Salió del agua, con una toalla en la cabeza y mí frotándole la espalda como si fuera Cleopatra, y mí un peón del ajedrez.
Luego cerramos las ventanas, y el cielo de las siete de la tarde, se oscureció.
Y descubrí que entre las piernas, había un amor con tres pelitos, y una mariposa limonera guardando la entrada a Xanadú.
Que yo era un cactus, decía, y que tenía la lengua larga y más hambre de amor, que Carpanta, y más ganas de más, que el Tío Gilito, que sí, decía así, así, así, mientras las aspas del ventilador, nos susurraban cosas guarras.

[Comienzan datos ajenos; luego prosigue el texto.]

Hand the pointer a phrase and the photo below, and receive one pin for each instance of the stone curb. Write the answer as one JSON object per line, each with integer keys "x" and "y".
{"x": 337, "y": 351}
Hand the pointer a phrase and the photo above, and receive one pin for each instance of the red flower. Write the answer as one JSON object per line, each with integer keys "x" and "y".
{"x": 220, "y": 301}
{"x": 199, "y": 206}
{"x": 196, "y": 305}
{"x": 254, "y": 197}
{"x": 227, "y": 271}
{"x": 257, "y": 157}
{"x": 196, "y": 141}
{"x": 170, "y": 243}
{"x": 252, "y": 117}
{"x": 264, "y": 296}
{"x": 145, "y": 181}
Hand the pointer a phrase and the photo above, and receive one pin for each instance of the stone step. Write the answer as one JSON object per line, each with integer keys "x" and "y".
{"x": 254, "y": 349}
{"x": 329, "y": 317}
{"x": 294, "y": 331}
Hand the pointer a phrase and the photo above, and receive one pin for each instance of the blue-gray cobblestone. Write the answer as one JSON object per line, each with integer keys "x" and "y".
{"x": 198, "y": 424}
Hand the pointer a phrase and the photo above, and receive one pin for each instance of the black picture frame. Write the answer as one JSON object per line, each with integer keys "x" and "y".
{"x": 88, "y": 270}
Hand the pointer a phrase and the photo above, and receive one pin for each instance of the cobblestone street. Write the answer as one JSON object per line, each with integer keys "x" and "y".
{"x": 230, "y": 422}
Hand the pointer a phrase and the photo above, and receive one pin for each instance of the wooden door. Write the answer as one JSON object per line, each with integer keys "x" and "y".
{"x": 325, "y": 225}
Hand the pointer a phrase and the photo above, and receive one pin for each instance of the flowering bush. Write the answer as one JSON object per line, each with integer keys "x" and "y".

Y era extraordinario, ver como la parte que más quería de mí, desaparecía, dentro del culito de una fresa y yo, no hacía nada, por evitarlo.
Y después nos reímos, de que el humo del cigarro fuera un lápiz y el aire una pizarra.
Y de las cosas de ahí fuera, detrás de las cortinas, y todo lo que no fuéramos nosotros, que eramos cómplices, que eramos valientes, que eramos Amundsen y Robert Falcon Scott.

“Creo que quiero que me ames”, dijo ella, poniéndose unas bragas de lunares, y una pinza en el pelo con forma de cangrejo, cuando en realidad quiso decir, quiero que seas, mi Tamagochi.